Data Node on Cluster 1 on Machine 1

cluster.name: remote
node.name: Remote-Data
node.master: true
node.data: true
path.data: D:\ELK-Runnable\Elasticsearch_Data\data
path.logs: D:\ELK-Runnable\Elasticsearch_Data\logs
network.host:   0.0.0.0
http.port: 9201
transport.port: 9301
discovery.zen.ping.unicast.hosts: ["0.0.0.0:9300", "0.0.0.0:9301","192.168.116.138:9300"]

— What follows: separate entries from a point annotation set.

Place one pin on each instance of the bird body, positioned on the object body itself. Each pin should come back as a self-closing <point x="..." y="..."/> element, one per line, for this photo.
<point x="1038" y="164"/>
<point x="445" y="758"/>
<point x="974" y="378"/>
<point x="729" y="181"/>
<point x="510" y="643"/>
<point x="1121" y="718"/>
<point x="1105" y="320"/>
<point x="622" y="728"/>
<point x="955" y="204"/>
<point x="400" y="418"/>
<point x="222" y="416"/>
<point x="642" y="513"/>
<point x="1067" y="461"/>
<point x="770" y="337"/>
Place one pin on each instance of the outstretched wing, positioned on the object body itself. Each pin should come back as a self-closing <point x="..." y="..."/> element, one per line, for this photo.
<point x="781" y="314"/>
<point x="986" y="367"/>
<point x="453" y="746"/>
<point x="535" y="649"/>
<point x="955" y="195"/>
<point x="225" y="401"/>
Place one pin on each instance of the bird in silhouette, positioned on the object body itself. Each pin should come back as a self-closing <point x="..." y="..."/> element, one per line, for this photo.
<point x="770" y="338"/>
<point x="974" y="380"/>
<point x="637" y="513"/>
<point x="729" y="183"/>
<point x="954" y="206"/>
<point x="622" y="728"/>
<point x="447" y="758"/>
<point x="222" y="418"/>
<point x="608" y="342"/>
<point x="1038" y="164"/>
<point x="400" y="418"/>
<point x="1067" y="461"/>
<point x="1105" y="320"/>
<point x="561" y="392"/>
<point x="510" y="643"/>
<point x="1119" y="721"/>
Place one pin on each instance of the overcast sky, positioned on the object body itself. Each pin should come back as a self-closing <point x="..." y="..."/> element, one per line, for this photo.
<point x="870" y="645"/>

Master and Data on Cluster 2 on Machine 2

cluster.name: backup
path.data: C:\Program Files\Elasticsearch\data
path.logs: C:\Program Files\Elasticsearch\logs
network.host: 0.0.0.0
http.port: 9200
transport.port: 9300
discovery.zen.ping.unicast.hosts: ["192.168.119.1:9300", "192.168.119.1:9301", "0.0.0.0:9300"]

I uploaded 1 index and it was done successfully. I have enabled data replication and data is successfully copied to the 2nd cluster. Now, I shutdown the Master/Data node in cluster 1 and was hoping that the 2nd cluster would support the failover. I have added the 2nd cluster node in the zen discovery section of the .yml file. However, it does not work. Any suggestions would be helpful. Thanks

A cluster cannot tolerate the loss of half or more of its master-eligible nodes. Therefore you need at least three master-eligible nodes in order to have a fault-tolerant cluster.

Thanks David. I am still a newbie to this. So pl correct my understanding here
I have the following

1 (call it A1) - Coordinating & Master Nodes in 1 process on Machine A in Cluster 1
1 (call it A2)- Data & Master Nodes in 1 process on Machine A in Cluster 1

1 (call it B1) Master and Data in 1 process on Machine B in Cluster 2 This has been configured with CCR.

Now, I stop A2 hence A1 should link to B1. However, this does not happen.
So if we need to have 3 master eligible nodes, this would mean the following

  • Potentially having 2 Master nodes and a Data Node in Cluster 1. Total of 3 Nodes
  • Next, stop the Data Node to mimic a failover scenario
  • Cluster 1 will automatically fall back on the Node in Cluster 2

Is this assertion correct?

No, that's not what should happen. There's no safe way to move a node to a different cluster without risking data loss, so Elasticsearch won't do that. If you stop A2 then you have stopped half of the master-eligible nodes in cluster A, and the only safe way to proceed is to start A2 again.

Cool. Thanks David. I will figure something out...

Why do you not just set up a single cluster with 3 nodes that hold data and are master eligible? This cluster can handle one node failing and is highly available.